Citing an internal Intel study that tracked kernel releases, Bottomley said Linux performance had dropped about two per centage points at every release, for a cumulative drop of about 12 per cent over the last ten releases. "Is this a problem?" he asked.
"We're getting bloated and huge. Yes, it's a problem," said Torvalds.
Asked what the community is doing to solve this, he balked. "Uh, I'd love to say we have a plan," Torvalds replied to applause and chuckles from the audience. "I mean, sometimes it's a bit sad that we are definitely not the streamlined, small, hyper-efficient kernel that I envisioned 15 years ago...The kernel is huge and bloated, and our icache footprint is scary. I mean, there is no question about that. And whenever we add a new feature, it only gets worse."

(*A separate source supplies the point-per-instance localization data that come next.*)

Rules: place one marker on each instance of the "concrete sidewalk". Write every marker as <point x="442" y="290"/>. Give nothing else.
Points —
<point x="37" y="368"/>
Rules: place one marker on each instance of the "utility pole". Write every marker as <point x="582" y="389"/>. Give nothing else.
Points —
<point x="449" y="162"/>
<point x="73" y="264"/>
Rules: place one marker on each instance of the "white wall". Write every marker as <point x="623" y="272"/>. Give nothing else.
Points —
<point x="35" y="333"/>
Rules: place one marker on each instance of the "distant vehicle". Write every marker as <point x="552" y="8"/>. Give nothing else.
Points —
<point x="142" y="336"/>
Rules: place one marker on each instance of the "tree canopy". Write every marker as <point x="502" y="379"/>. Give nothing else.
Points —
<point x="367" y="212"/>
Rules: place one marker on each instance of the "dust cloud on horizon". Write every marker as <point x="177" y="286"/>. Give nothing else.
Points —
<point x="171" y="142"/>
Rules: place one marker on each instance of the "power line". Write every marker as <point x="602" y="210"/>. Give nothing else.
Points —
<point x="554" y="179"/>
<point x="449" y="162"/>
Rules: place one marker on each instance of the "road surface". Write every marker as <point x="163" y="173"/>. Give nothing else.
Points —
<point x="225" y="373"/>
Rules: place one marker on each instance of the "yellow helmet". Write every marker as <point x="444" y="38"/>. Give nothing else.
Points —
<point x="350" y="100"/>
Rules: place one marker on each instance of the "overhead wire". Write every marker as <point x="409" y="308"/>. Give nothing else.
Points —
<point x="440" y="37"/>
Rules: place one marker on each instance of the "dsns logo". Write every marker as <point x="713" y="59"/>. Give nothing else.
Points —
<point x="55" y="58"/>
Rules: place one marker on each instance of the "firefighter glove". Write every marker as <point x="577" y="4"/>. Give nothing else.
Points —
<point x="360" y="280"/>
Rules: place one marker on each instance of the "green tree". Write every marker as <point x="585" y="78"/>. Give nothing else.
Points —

He maintains, however, that stability is not a problem. "I think we've been pretty stable," he said. "We are finding the bugs as fast as we're adding them — even though we're adding more code."
Bottomley took this to mean that Torvalds views that the current level of integration is acceptable under those terms. But Mr. Linux corrected him. "No. I'm not saying that," Torvalds answered. "Acceptable and avoidable are two different things. It's unacceptable but it's also probably unavoidable."
Among techies, Windows usually gets the bad wrap for bloat, but as Linux expands it reach, roping in so many additional features and devices, it can't help but suffer the same fate. What's different is how such problems are tackled.
"Okay, so the summary of this is that you expect that 12 per cent to be back to where it should be next year, and you expect someone else to come up with a plan to do it," joked Bottomley. "That's open source."